To investigate whether semi-quantitative and pharmacokinetic perfusion dynamic contrast-enhanced (DCE) parameters are associated with traditional prognostic factors and can predict clinical outcome in ovarian cancer (OC).
This prospective study, approved by local ethical committee, enrolled 38 patients with primary OC, 2011–2014. After preoperative DCE-MRI (3.0 T), two observers measured perfusion (Ktrans, Kep, Ve, Vp) and semi-quantitative parameters (area under the curve, peak, time-to-peak) by drawing regions of interest (ROIs) covering the large solid lesion (L-ROI) and the most enhancing small area (S-ROI) (NordicICE platform). Kruskal–Wallis was used to analyze associations between MRI parameters and classified prognostic factors.
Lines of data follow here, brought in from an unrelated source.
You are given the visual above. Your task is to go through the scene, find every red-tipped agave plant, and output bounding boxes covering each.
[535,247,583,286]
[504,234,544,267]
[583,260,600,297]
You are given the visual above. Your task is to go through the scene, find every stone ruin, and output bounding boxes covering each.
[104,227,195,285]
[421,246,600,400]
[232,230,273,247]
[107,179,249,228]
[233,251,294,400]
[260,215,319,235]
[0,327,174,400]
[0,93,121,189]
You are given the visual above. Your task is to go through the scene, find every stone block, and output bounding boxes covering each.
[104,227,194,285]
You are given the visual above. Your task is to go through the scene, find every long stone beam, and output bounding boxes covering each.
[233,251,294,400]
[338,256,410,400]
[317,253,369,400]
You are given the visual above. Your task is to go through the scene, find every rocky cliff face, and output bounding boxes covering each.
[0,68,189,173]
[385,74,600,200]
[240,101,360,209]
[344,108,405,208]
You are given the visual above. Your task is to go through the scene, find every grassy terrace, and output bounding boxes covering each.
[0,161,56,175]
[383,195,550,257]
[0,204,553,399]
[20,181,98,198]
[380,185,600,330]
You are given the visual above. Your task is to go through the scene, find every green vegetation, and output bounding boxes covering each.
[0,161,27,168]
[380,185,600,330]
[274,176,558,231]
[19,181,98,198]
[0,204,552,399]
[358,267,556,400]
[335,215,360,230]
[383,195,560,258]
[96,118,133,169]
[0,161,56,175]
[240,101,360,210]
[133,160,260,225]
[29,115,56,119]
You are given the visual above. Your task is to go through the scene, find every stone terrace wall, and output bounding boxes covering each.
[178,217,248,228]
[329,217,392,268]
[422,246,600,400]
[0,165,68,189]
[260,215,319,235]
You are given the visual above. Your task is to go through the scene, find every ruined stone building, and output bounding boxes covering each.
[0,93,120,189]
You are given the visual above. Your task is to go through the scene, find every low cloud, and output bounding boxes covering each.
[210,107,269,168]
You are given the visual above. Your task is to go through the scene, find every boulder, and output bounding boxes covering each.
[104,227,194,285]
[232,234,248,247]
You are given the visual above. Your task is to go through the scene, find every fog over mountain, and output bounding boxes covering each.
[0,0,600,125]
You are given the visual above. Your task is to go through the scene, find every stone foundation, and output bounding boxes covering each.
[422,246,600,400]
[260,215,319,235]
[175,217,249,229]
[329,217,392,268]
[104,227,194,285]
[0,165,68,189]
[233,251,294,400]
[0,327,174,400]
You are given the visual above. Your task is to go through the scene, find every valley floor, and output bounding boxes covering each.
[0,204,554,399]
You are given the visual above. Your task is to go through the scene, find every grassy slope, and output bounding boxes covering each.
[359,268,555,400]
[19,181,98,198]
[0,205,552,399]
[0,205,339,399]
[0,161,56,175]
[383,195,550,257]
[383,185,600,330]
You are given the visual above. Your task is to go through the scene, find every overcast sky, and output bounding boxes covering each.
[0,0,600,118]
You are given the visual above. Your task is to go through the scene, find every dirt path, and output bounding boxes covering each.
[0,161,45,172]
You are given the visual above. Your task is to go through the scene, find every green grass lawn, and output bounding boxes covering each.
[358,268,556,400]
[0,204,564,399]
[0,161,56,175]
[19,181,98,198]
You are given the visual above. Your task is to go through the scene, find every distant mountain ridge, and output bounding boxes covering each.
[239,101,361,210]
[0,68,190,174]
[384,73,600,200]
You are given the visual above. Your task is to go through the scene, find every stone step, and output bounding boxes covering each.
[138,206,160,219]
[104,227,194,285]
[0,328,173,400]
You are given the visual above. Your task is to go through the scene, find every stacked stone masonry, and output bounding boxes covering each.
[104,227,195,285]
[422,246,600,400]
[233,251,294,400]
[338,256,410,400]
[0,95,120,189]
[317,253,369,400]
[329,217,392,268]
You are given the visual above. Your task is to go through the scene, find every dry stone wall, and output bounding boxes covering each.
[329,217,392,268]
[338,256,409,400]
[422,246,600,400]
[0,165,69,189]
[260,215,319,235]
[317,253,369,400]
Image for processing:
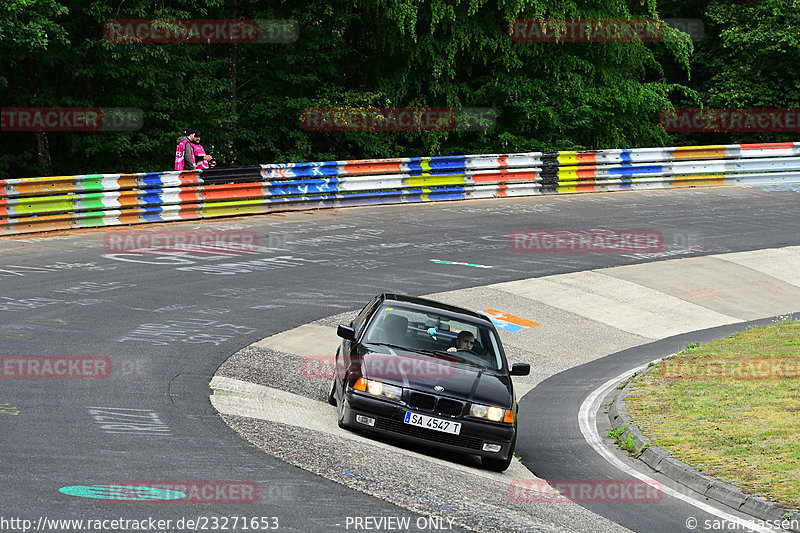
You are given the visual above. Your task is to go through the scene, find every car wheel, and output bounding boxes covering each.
[481,434,517,472]
[328,378,336,406]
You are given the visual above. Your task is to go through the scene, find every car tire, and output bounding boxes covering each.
[328,378,336,407]
[481,434,517,472]
[336,392,350,430]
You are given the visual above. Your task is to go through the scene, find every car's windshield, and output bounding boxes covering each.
[364,305,503,370]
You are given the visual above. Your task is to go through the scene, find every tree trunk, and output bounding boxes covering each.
[227,0,239,163]
[27,59,53,176]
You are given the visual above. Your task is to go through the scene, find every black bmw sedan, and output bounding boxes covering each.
[328,293,530,472]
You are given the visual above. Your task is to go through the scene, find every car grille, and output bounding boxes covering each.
[436,398,464,416]
[408,392,436,411]
[408,392,464,416]
[375,417,483,450]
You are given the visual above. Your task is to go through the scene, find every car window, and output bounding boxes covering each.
[364,305,503,370]
[353,298,380,337]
Mean Ktrans values were higher in high-grade serous OC than in other types (L-ROI, P = 0.041; S-ROI, P = 0.018), and lower mean Ktrans values predicted residual tumor (L-ROI P = 0.030; S-ROI, P = 0.012). Higher minimum Vp values were associated with higher International Federation of Gynecology and Obstetrics (FIGO) stage (S-ROI, P = 0.023).Shorter recurrence-free survival was predicted by higher Ve (minimum L-ROI, P = 0.035; maximum S-ROI, P = 0.046), Vp (maximum S-ROI, P = 0.033), and lower time-to-peak (maximum S-ROI, P = 0.047) in Kaplan–Meier analysis. Multiparametric MRI variables combining DCE and diffusion weighted data were also predictive for survival.
DCE-MRI parameters may represent imaging biomarkers for predicting tumor aggressiveness and prognosis in OC. Higher Ktrans levels were associated with better results in cytoreductive surgery but with earlier recurrence.